Popular Parts That Fix This Problem

These are the most common replacement parts that fix this problem. When you're ready to order, click below to find the right part at ProsourceParts.com — just search by your appliance model number for a guaranteed fit.

Varies by model — common numbers: 285753 / W10427149 (verify with model tag)Lid Switch Assembly (mechanical)
Varies by model — common numbers: 34001380 / W11192761 (verify with model tag)Lid Lock Assembly (electronic models)
Varies — check model-specific harness (e.g., W10309014)Lid Switch Harness / Connector
Model-specific — check parts diagram for your Amana washerLid Strike / Actuator (if separate)
Pro tip incoming! 🧠

Helpful Repair Tip

Press and release the switch actuator manually while checking continuity with a multimeter — if continuity doesn’t change when you press the plunger, the switch is bad. A short diagnostic bypass (brief jumper) that makes the machine run confirms the switch is the culprit, but don’t leave it bypassed.

Frequently Asked Questions

How do I know if the lid switch or the control board is bad?
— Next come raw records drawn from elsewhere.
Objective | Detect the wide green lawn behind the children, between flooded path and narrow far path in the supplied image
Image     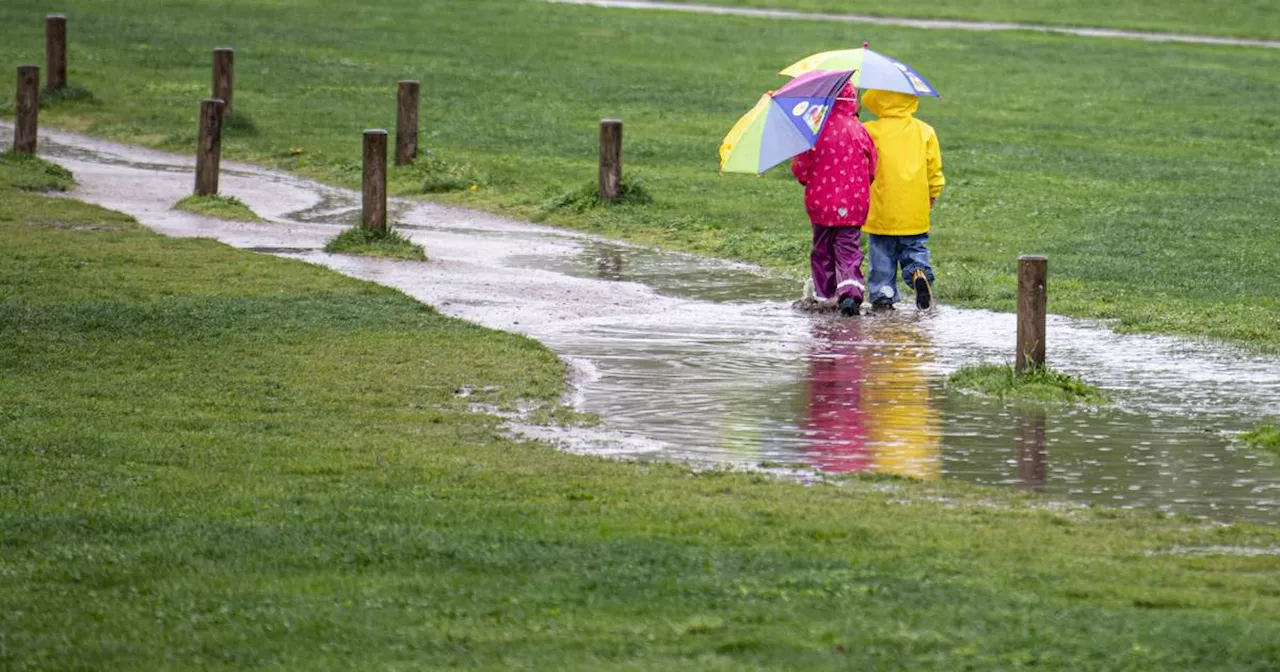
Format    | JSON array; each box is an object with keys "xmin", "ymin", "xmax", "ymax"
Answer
[{"xmin": 0, "ymin": 0, "xmax": 1280, "ymax": 351}]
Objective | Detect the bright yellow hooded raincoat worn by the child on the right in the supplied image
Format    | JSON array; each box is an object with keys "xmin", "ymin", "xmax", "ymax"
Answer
[{"xmin": 863, "ymin": 90, "xmax": 946, "ymax": 236}]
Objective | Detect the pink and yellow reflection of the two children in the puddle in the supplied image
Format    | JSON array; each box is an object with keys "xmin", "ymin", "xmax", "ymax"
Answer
[{"xmin": 805, "ymin": 320, "xmax": 942, "ymax": 480}]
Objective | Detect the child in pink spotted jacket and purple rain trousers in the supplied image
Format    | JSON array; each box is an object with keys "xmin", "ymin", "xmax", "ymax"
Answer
[{"xmin": 791, "ymin": 84, "xmax": 877, "ymax": 315}]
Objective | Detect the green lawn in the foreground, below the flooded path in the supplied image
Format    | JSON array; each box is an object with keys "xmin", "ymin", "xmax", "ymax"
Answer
[{"xmin": 0, "ymin": 163, "xmax": 1280, "ymax": 672}]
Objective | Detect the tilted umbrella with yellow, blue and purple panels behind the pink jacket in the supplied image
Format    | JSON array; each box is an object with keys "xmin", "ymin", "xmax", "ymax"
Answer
[{"xmin": 721, "ymin": 70, "xmax": 854, "ymax": 174}]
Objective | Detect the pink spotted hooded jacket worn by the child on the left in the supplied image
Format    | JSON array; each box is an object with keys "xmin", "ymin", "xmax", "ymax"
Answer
[{"xmin": 791, "ymin": 84, "xmax": 877, "ymax": 227}]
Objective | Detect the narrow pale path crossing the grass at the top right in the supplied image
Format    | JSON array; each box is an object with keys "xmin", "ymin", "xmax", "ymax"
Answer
[{"xmin": 545, "ymin": 0, "xmax": 1280, "ymax": 49}]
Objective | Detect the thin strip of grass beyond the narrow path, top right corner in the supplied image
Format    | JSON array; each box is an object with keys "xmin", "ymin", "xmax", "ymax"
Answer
[{"xmin": 655, "ymin": 0, "xmax": 1280, "ymax": 38}]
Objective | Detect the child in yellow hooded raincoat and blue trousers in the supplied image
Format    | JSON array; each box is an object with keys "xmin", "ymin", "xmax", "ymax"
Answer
[{"xmin": 863, "ymin": 90, "xmax": 946, "ymax": 310}]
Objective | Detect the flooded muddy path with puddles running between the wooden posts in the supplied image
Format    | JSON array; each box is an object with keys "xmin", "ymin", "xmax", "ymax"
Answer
[{"xmin": 10, "ymin": 125, "xmax": 1280, "ymax": 524}]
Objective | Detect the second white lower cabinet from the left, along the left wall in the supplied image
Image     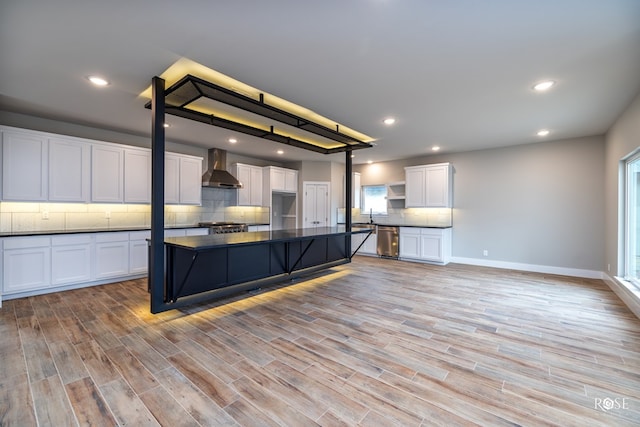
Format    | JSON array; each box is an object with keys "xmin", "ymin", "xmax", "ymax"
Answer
[{"xmin": 51, "ymin": 234, "xmax": 92, "ymax": 286}]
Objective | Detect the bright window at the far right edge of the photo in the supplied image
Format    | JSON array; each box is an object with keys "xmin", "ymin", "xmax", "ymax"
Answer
[{"xmin": 624, "ymin": 153, "xmax": 640, "ymax": 287}]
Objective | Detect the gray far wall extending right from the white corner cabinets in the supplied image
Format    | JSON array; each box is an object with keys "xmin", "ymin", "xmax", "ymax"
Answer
[{"xmin": 356, "ymin": 137, "xmax": 604, "ymax": 271}]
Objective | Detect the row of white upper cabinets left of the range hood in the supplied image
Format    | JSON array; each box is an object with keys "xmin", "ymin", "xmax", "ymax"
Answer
[{"xmin": 0, "ymin": 126, "xmax": 202, "ymax": 205}]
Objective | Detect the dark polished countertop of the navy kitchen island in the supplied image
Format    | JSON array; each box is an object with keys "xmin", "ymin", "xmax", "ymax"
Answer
[{"xmin": 164, "ymin": 226, "xmax": 371, "ymax": 250}]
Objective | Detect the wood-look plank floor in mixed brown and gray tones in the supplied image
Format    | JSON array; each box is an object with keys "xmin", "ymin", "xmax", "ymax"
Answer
[{"xmin": 0, "ymin": 257, "xmax": 640, "ymax": 427}]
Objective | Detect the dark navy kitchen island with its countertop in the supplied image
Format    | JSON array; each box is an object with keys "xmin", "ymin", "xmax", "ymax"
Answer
[{"xmin": 151, "ymin": 226, "xmax": 371, "ymax": 313}]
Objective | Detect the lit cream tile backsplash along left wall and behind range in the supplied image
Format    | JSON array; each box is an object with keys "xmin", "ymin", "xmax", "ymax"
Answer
[{"xmin": 0, "ymin": 188, "xmax": 269, "ymax": 233}]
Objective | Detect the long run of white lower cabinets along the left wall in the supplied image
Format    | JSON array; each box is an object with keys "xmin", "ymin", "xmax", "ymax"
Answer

Start by testing the lid switch for continuity when actuated. If the switch has no continuity when pressed, replace it. If the switch tests good and the washer still behaves as if the lid is open, check for power feeding the switch/harness and inspect connectors. If the switch and wiring have correct continuity and voltage but the control doesn’t respond, the issue may be the control board/timer — at that point, consider professional diagnosis or replacing the control.

Can I run the washer with the lid switch bypassed?

You can temporarily bypass the lid switch only to test whether it’s the cause, but you must not operate the washer long-term with it bypassed. The lid switch is a safety device that prevents the washer from spinning while the lid is open. Running without it increases the risk of injury and is not recommended.